Dr. D'Amico and his colleagues examined the effect of NHT on mortality in 2474 men (median age, 73 years) with localized prostate cancer who were treated between 1991 and 2005. All received brachytherapy; 1083 also received NHT.
Sixty-five percent had low-risk disease, 23% were intermediate-risk, and 12% were high-risk. All were followed for at least 2 years.
During a median follow-up of 4.8 years, 643 of the men (26%) died. NHT was significantly linked to increased all-cause mortality in men aged 73 or older (adjusted hazard ratio, 1.24; p = 0.04), but not in younger men.
Known prostate cancer prognostic factors were not associated with risk of all cause mortality.

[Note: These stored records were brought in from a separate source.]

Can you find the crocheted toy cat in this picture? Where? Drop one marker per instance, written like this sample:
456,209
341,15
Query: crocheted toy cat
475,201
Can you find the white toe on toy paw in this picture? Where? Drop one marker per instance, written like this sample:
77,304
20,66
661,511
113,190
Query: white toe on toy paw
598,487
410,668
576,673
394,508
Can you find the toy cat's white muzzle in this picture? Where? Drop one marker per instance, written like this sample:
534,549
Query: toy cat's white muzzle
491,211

The paper does not address the specific causes of death in the study subjects. However, Dr. D'Amico said, "There is a direct association between age greater than 70 and the presence of cardiovascular disease, and so it is our presumption that this is what the driving force is behind the increased mortality seen in this study. That is, these men were more likely to have coronary artery disease and therefore when they were exposed to the hormonal therapy they were more likely to have a cardiac event."
He noted that the mechanism by which hormonal therapy causes these cardiac events is not known.
"For men who require hormonal therapy for treatment of their prostate cancer, some form of cardiac evaluation, yet to be determined, should be done," Dr. D'Amico said.